= Corn gluten meal =

Protein of corn

Corn gluten meal (CGM) is the principal protein of corn (maize) endosperm consisting mainly of zein and glutelin. It is a byproduct of corn processing that has historically been used as an animal feed. Despite the name, corn gluten does not contain true gluten, which is formed by the interaction of gliadin and glutenin proteins.

==Production==
Corn gluten meal is one product of wet-milling corn as well as corn starch, germ oil meal, corn gluten feed, and steep liquor. Corn is steeped in water mixed with sulfur dioxide and ground to separate germ from the endosperm to extract oil. The endosperm goes through screenings to separate starch and proteins from the corn fiber or bran. The remaining starch and proteins are centrifuged to separate the starch from the corn gluten meal.
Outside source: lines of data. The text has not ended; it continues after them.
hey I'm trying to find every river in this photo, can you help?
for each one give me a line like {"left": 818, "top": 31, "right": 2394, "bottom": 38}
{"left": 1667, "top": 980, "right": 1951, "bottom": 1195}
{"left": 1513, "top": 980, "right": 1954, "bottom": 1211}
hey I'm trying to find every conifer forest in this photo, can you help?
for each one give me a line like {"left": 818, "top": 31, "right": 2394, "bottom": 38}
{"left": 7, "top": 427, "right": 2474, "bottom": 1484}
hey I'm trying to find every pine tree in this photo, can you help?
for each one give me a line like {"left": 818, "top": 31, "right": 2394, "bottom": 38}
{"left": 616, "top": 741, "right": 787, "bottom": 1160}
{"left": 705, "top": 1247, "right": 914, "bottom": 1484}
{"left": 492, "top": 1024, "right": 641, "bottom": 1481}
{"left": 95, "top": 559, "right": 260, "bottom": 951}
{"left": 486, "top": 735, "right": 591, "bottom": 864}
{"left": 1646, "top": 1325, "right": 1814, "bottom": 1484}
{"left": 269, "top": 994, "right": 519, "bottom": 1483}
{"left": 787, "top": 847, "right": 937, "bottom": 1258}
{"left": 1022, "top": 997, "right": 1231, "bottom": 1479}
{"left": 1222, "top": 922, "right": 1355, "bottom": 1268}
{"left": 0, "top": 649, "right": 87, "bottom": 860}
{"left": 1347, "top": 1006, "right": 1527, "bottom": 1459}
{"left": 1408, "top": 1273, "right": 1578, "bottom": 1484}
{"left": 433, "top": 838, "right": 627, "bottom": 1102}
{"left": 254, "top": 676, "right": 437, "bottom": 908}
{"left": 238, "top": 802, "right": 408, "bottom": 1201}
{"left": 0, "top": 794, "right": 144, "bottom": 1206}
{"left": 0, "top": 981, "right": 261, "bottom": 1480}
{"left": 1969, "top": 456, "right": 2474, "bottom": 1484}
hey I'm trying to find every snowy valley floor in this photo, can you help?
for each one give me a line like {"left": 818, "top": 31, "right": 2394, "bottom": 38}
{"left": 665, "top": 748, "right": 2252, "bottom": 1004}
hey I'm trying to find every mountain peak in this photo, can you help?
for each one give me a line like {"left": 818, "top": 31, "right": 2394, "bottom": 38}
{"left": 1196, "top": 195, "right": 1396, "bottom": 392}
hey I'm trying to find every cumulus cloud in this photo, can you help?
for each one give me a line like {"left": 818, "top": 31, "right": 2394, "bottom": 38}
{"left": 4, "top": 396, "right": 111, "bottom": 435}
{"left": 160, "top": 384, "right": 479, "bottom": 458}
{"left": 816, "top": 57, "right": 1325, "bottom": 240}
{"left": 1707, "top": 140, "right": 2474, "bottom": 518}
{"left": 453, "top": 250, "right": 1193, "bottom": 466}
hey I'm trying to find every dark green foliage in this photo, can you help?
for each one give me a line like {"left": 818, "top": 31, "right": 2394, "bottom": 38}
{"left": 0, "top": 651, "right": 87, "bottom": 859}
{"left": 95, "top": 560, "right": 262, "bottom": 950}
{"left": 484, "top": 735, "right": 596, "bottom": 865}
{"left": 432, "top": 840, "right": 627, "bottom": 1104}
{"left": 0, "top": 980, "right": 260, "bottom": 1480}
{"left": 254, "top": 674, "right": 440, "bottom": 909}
Dry corn gluten meal as commonly produced contains 71.4% crude protein, 4.1% fat, 0.8% fiber, 1.2% ash, 12.4% starch, and 10.1% other carbohydrates. The product is a golden yellow to brown powder with a cereal odor.

== Uses ==

=== Herbicide ===

The use of corn gluten meal as a preemergent herbicide was patented in 1991. Like many food-related substances used for gardening, is explicitly exempted from regulations in the US under 40 CFR 152.25(f). Corn gluten meal breaks down over time and can act as a fertilizer due to a high nitrogen content, but it should not be applied to areas where it is likely to wash directly into watersheds due to nitrogen runoff.
The effectiveness of corn gluten meal as a preemergent is not conclusive. The added nitrogen can allow turfgrass to outcompete weeds, and the meal can act as mulch to prevent weed emergence, but will not affect emerged weeds.

=== Animal feed ===
Corn gluten meal is commonly used as livestock feed containing about 65% crude protein. It can be a source of protein, energy, and pigments for livestock, and is used in pet foods for digestibility. Corn gluten meal is occasionally confused for corn gluten feed, which instead has approximately 22% crude protein and is a mixture of bran, steep liquor, and maize germ oil from the milling process.

===Food flavorings===
Corn gluten is used in the manufacture of hydrolyzed vegetable protein, a common food flavoring.

===Rodenticide===
Corn gluten meal can be used as the active ingredient in rodenticides. The patent filing indicates that corn gluten meal can cause dehydration when swallowed by a rodent. Whereas another animal would vomit the bait out, a rodent cannot and would instead die slowly from dehydration. A commercial formulation made of pure corn gluten meal is available.

== Safety ==
CGM is neither flammable nor corrosive. It causes no poisoning when in contact with the skin, but causes irritation in 3.5% of subjects. There is no skin sensitization: rates of irritation do not increase.

CGM has not been tested for acute oral, inhalation, or eye irritation. It has not been tested for chronic toxicity, though its widespread and uneventful use as animal feed implies that it is unlikely to pose chronic or acute health risks. The EPA has accordingly waived its requirement for these data.